2016 was also the year Rasa was first released and we saw the first community contributions come in on GitHub. Open source communities live and die by their users and contributors, and this is doubly true for Rasa, where our global community builds assistants in hundreds of human languages. Xiaoquan Kong and Guan Wang have been leading members of our community for years and I am grateful for their many contributions. Not least Xiaoquan's efforts to ensure Rasa has robust support for building assistants in Mandarin. I've been eagerly awaiting the publication of this book.
Conversational AI with Rasa covers precisely the topics required to become proficient at building real-world applications with Rasa. Aside from covering the fundamentals of natural language understanding and dialogue management, the book emphasizes the real-world context of building great products. In the first chapter, you are challenged to think whether a conversational experience is even the right one to build. The book also covers the essential process of Conversation-Driven Development, without which many assistants get built but fail to serve their intended users. Additionally, readers are taught practical skills like debugging an assistant, writing tests, and deploying an assistant to production.

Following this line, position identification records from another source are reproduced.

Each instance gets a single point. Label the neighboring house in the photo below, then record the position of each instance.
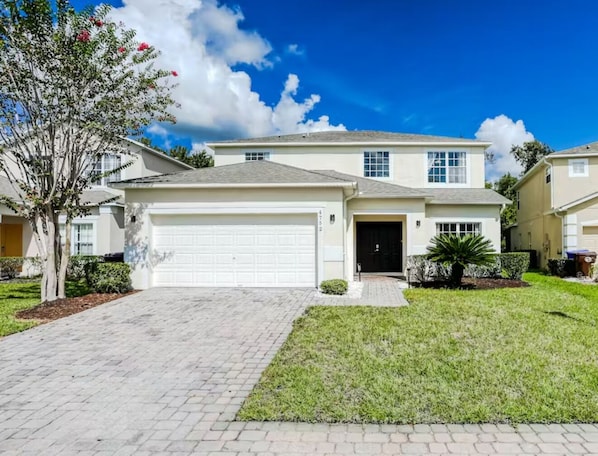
(557, 205)
(102, 231)
(295, 210)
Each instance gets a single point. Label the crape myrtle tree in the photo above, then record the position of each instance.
(72, 85)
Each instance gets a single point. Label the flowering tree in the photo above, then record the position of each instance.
(72, 85)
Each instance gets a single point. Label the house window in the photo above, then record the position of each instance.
(81, 238)
(578, 167)
(458, 228)
(447, 167)
(256, 156)
(376, 163)
(108, 162)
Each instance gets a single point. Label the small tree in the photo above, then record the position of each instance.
(459, 251)
(72, 85)
(530, 153)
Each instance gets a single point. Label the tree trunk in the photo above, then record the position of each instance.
(457, 270)
(64, 260)
(50, 278)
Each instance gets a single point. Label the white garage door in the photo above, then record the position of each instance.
(234, 250)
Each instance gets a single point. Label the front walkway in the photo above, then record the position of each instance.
(165, 371)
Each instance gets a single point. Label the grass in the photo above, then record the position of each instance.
(506, 355)
(15, 296)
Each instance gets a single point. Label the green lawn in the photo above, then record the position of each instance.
(17, 296)
(510, 355)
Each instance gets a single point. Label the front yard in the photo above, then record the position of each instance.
(506, 355)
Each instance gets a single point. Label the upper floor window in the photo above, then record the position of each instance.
(578, 167)
(81, 238)
(254, 156)
(108, 162)
(458, 228)
(376, 164)
(447, 167)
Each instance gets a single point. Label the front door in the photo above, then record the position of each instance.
(11, 239)
(379, 246)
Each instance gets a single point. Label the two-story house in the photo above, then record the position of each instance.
(557, 204)
(297, 209)
(102, 231)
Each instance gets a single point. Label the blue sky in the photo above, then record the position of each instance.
(452, 68)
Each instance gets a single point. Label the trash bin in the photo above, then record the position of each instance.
(117, 257)
(572, 254)
(584, 261)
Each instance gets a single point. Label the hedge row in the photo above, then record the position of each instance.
(510, 265)
(101, 277)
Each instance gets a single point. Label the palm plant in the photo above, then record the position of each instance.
(459, 251)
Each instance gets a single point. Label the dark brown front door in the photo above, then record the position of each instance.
(379, 246)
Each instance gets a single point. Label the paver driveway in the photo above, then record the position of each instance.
(164, 372)
(153, 371)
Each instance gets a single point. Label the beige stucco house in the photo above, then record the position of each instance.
(102, 231)
(557, 207)
(295, 210)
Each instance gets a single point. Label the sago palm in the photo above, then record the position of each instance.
(459, 251)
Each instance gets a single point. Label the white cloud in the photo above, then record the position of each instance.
(504, 133)
(295, 49)
(202, 41)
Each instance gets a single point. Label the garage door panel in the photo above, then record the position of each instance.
(268, 251)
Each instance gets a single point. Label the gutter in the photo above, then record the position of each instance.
(149, 186)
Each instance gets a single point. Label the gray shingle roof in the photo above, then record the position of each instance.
(465, 196)
(591, 148)
(251, 172)
(371, 188)
(365, 137)
(96, 197)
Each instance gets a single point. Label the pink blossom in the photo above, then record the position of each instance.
(83, 36)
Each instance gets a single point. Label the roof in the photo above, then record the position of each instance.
(353, 137)
(97, 197)
(584, 149)
(371, 188)
(159, 154)
(465, 196)
(258, 172)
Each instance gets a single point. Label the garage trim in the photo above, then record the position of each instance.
(236, 210)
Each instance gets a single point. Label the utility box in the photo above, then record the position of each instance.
(584, 261)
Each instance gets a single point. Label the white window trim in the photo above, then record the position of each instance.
(573, 161)
(459, 222)
(255, 151)
(90, 219)
(390, 151)
(467, 182)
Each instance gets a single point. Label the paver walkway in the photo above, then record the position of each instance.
(165, 371)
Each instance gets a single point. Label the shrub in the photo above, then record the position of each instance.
(459, 251)
(561, 267)
(334, 286)
(490, 271)
(78, 263)
(108, 277)
(421, 269)
(11, 266)
(514, 264)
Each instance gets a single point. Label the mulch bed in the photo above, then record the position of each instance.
(481, 284)
(48, 311)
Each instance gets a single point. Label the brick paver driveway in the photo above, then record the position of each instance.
(164, 372)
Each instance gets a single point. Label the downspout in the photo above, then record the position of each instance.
(346, 226)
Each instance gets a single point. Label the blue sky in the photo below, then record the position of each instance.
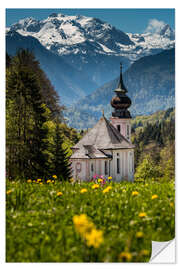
(127, 20)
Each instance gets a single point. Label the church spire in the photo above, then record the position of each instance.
(121, 87)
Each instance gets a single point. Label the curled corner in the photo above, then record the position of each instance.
(163, 252)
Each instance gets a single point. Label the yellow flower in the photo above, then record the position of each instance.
(83, 190)
(125, 256)
(94, 238)
(142, 214)
(144, 252)
(139, 234)
(82, 224)
(135, 193)
(29, 181)
(107, 189)
(154, 197)
(95, 186)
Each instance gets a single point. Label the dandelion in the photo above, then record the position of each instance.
(100, 180)
(94, 238)
(83, 190)
(82, 224)
(107, 189)
(142, 214)
(29, 181)
(135, 193)
(154, 197)
(125, 256)
(95, 186)
(139, 235)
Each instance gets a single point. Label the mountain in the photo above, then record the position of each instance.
(68, 82)
(150, 82)
(91, 46)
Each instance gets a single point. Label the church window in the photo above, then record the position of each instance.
(92, 167)
(118, 165)
(105, 168)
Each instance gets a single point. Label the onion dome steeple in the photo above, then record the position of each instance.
(121, 102)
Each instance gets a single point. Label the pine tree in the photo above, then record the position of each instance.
(60, 161)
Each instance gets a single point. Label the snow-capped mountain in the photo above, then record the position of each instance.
(82, 35)
(90, 49)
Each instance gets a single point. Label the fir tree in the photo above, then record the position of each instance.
(60, 160)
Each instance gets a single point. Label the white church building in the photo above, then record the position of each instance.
(107, 149)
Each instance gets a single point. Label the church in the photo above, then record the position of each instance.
(107, 149)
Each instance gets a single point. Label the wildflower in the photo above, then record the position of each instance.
(125, 256)
(144, 252)
(82, 224)
(29, 181)
(154, 197)
(139, 235)
(135, 193)
(171, 204)
(107, 189)
(83, 190)
(95, 186)
(100, 180)
(94, 238)
(142, 214)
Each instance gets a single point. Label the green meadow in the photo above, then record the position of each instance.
(40, 226)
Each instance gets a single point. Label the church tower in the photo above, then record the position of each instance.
(121, 117)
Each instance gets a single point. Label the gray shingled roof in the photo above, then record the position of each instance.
(102, 136)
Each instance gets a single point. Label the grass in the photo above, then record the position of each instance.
(40, 228)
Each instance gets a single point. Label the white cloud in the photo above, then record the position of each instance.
(154, 26)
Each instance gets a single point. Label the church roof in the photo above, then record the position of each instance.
(102, 136)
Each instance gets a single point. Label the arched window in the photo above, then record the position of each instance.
(105, 168)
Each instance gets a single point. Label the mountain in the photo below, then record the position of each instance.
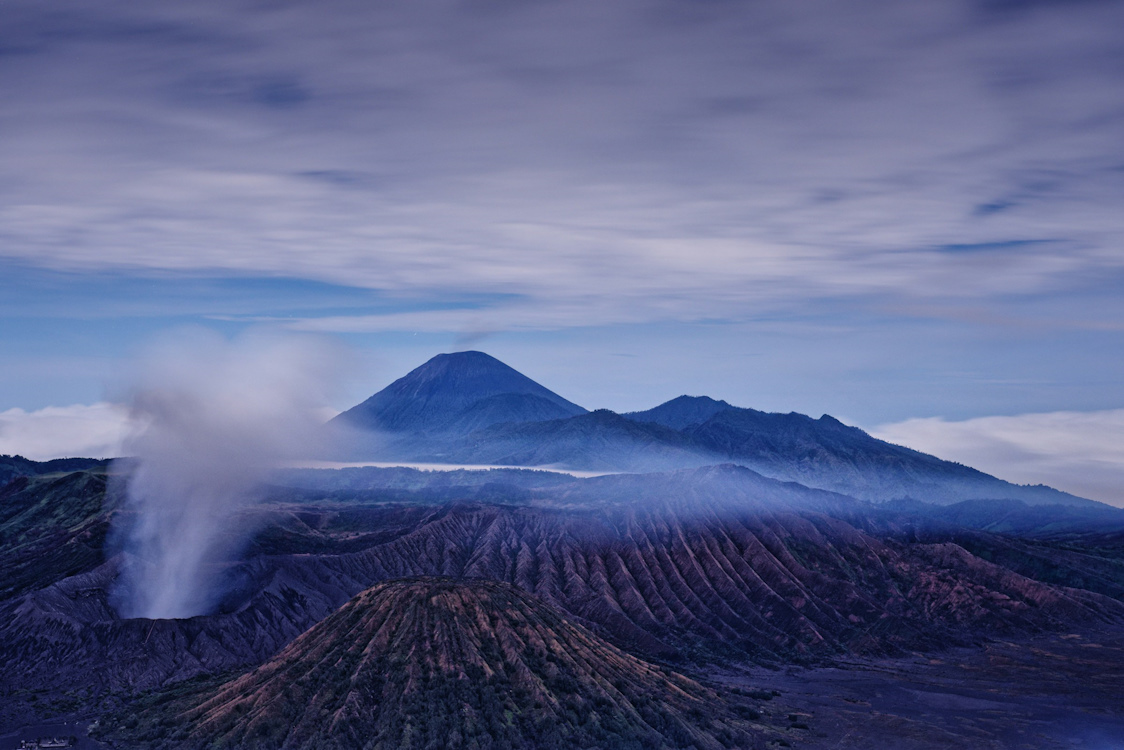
(697, 566)
(17, 466)
(458, 392)
(471, 408)
(681, 413)
(425, 662)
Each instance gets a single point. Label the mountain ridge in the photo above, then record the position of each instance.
(470, 408)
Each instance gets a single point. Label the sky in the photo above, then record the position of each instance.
(905, 215)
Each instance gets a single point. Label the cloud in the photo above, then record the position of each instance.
(90, 431)
(670, 160)
(1080, 452)
(212, 417)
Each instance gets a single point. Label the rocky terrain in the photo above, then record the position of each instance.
(694, 567)
(450, 662)
(690, 580)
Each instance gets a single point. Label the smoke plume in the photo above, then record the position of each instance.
(211, 418)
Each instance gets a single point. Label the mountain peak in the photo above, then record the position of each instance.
(465, 390)
(681, 412)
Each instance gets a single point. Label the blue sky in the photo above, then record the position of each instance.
(886, 211)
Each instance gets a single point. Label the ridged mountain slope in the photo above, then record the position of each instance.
(431, 662)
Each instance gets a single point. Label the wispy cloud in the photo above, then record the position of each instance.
(1081, 452)
(90, 431)
(668, 161)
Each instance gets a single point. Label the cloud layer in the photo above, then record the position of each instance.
(1081, 452)
(91, 431)
(644, 160)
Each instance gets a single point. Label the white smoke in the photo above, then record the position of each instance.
(211, 418)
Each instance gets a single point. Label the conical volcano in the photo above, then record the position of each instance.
(460, 392)
(434, 662)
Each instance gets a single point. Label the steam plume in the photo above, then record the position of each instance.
(212, 417)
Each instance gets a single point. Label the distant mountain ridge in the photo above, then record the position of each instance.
(458, 392)
(470, 408)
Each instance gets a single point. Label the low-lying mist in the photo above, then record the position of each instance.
(211, 418)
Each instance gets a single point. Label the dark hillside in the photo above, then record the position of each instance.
(433, 662)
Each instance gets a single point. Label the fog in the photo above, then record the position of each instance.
(210, 418)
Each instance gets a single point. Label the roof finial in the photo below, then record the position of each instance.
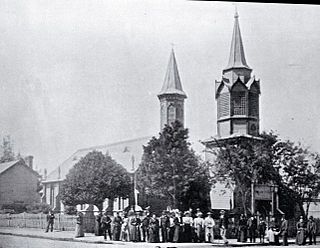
(236, 15)
(172, 46)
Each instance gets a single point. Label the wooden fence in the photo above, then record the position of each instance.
(61, 222)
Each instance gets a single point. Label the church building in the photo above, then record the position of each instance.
(237, 95)
(127, 153)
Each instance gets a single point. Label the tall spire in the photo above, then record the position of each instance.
(237, 58)
(172, 83)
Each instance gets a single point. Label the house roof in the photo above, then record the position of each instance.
(127, 153)
(7, 165)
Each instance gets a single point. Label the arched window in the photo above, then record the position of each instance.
(239, 103)
(253, 104)
(223, 104)
(171, 114)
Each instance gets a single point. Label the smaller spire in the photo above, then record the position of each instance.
(237, 57)
(172, 83)
(236, 15)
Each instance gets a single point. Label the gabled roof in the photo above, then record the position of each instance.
(172, 83)
(7, 165)
(124, 153)
(237, 57)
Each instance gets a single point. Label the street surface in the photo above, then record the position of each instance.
(10, 241)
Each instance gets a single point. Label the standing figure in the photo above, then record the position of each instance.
(284, 231)
(177, 227)
(171, 227)
(208, 228)
(125, 229)
(134, 227)
(79, 225)
(145, 226)
(223, 225)
(50, 221)
(252, 227)
(198, 227)
(165, 226)
(311, 230)
(117, 222)
(106, 226)
(262, 227)
(242, 236)
(154, 229)
(187, 222)
(300, 239)
(97, 226)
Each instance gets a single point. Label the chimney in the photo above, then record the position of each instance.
(45, 174)
(29, 161)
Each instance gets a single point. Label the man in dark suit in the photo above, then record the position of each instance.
(50, 221)
(284, 230)
(252, 227)
(311, 230)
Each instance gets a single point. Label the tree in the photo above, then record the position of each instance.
(171, 170)
(7, 150)
(300, 170)
(93, 179)
(243, 160)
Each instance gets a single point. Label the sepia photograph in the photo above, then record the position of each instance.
(159, 123)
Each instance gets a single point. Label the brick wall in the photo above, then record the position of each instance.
(18, 184)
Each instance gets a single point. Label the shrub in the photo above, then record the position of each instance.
(70, 210)
(36, 208)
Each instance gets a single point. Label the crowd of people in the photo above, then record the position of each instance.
(176, 226)
(171, 226)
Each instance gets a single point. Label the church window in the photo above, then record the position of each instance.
(239, 103)
(223, 105)
(171, 114)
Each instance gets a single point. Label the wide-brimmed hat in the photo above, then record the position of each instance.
(199, 214)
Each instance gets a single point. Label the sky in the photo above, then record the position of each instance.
(76, 74)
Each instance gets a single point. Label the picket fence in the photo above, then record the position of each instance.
(61, 222)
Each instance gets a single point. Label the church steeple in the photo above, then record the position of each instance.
(172, 83)
(237, 93)
(237, 57)
(171, 95)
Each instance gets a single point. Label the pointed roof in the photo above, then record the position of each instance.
(172, 83)
(237, 58)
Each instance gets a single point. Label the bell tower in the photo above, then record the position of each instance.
(238, 92)
(171, 96)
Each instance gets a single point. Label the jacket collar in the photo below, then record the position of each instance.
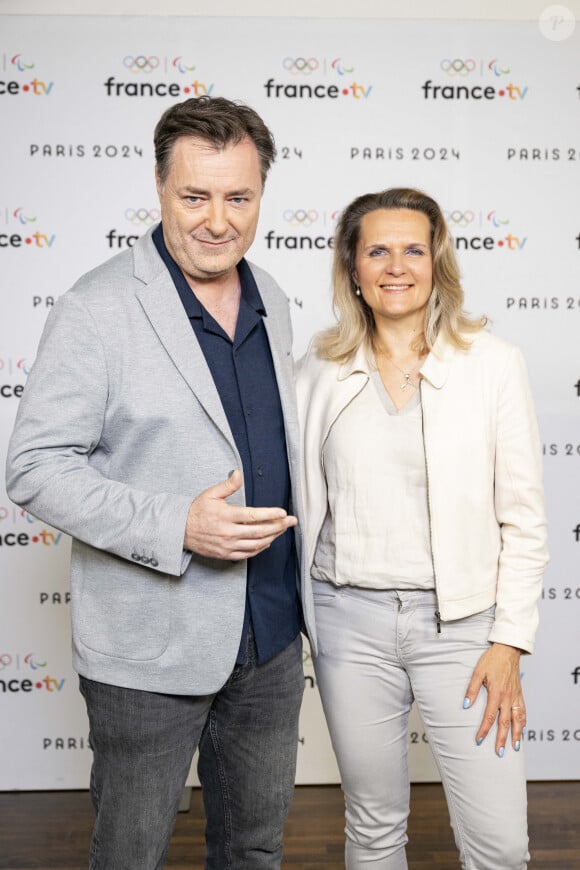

This book will be of great use for anyone starting out as a Rasa developer, and I'm sure many existing Rasa developers will discover things they didn't know.
Alan Nichol
Co-founder and CTO, Rasa
Xiaoquan Kong is a machine learning expert specializing in NLP applications. He has extensive experience of leading teams to build NLP platforms for several Fortune Global 500 companies. He is a Google Developer Expert in machine learning and has been actively involved in contributing to TensorFlow for many years. He also has actively contributed to the development of the Rasa framework since the early stages and became a Rasa Superhero in 2018. He manages the Rasa Chinese community and has also participated in the Chinese localization of TensorFlow documents as a technical reviewer.Guan Wang is currently working on Al applications and research for the insurance industry. Prior to that, he worked as a machine learning researcher for several industry Al labs. He was raised and educated in mainland China and lived in Hong Kong for 10 years before relocating to Singapore in 2020. Guan holds BSc degrees in physics and computer science from Peking University, and an. MPhil degree in physics from HKUST. Guan is an active tech blogger and community contributor to open source projects including Rasa, receiving more than 10,000 stars for his own projects on GitHub.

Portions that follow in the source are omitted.